= Mildred K. Pope =

English philologist (1872–1956)

Mildred Katherine Pope (28 January 1872 – 16 September 1956) was an English scholar of Anglo-Norman England. She became the first woman to hold a readership at Oxford University, where she taught at Somerville College.

==Biography==
Mildred Pope was educated at Edgbaston High School, Birmingham. She read French at Somerville College, Oxford, and in 1893 was placed in the first-class of the Oxford University women's examination. Interested in Old French philology, as an undergraduate "she had to rely mainly on tuition by correspondence from Paget Toynbee at Cambridge". She taught at Somerville College, Oxford, first as a librarian, and from 1894 as a lecturer. She spent the 1894 summer vacation studying with Fritz Neumann at Heidelberg. In that year she was one of the seven founding members of the Associated Prigs. This was the unofficial name of the discussion group that met on Sundays evenings. They never agreed a name or leader but the group would keep notes and the links established were valuable after they left Somerville. Other founder members included Eleanor Rathbone and Edith Marvin.

In 1902-3 she spent a sabbatical year working in Paris under Gaston Paris and Paul Meyer, gaining a doctoral degree from the University of Paris in 1904, with a dissertation on Frère Angier.

Given Oxford's policy on admitting women she was not granted a degree from Oxford until after World War I. She was appointed lecturer, then university reader (in 1928—the first woman at Oxford to achieve that position), and became vice-principal of Somerville in 1929. She left Oxford for Manchester in 1934 and was later honored with emeritate.
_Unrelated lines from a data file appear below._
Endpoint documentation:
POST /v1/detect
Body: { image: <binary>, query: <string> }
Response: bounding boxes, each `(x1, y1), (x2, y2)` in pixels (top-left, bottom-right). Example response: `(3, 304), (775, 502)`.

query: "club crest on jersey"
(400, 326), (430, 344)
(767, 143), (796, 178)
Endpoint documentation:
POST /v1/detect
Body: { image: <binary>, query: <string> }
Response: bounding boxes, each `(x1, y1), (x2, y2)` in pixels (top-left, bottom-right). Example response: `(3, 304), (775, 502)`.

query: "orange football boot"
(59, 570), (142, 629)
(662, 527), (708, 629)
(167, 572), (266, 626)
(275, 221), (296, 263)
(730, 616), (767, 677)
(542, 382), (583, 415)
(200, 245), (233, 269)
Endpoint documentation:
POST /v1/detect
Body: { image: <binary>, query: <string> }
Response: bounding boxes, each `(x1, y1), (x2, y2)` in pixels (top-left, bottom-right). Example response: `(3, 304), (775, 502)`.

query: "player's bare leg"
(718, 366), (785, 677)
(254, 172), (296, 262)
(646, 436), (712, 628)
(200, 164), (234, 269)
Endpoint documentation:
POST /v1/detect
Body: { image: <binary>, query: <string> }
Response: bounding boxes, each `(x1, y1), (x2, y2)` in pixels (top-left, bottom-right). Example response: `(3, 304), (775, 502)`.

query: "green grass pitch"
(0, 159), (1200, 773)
At the University of Manchester, she was appointed professor of French language and romance philology. In 1939, she became the first woman to receive an honorary doctorate from a French university, in her case the University of Bordeaux. After her death in 1956, The Oxford Magazine, in an obituary, called her one of Somerville's "oldest, most distinguished and well-loved members."

==Legacy==
Pope taught a number of notable medievalists including Eugène Vinaver, Dominica Legge and Dorothy Sayers; the character Miss Lydgate in Sayers' Gaudy Night (1935) is based on Pope. One of her most enduring achievements was the foundation in 1937 of the Anglo-Norman Text Society, a learned society dedicated to the promotion of the study of Anglo-Norman language and literature which is still operating today. In the Society's Annual Texts series, she contributed to critical editions of La Seinte Resureccion and the Romance of Horn. Her most important publication was From Latin to Modern French, with Especial Consideration of Anglo-Norman (Manchester: Manchester University Press, 1934; revised reprints 1952 and 1956), which over seventy years after its original publication has been described as 'classic and still indispensable'.

==Works==
- Life of the Black Prince, By Chandos Herald. Oxford: Clarendon Press, 1910. Editor, with Eleanor C. Lodge.
- From Latin to modern French, with especial consideration of Anglo-Norman; phonology and morphology, 1934
- (ed. with T. Atkinson Jenkins, J. M. Manly and Jean G. Wright) La seinte resureccion from the Paris and Canterbury mss, Oxford, Pub. for the Anglo-Norman Text Society, 1943
- The Anglo-Norman element in our vocabulary: its significance for our civilization, Manchester: Manchester University Press, 1944
- (ed.) The romance of Horn, 2 vols., Oxford: Pub. for the Anglo-Norman Text Society, 1955-64.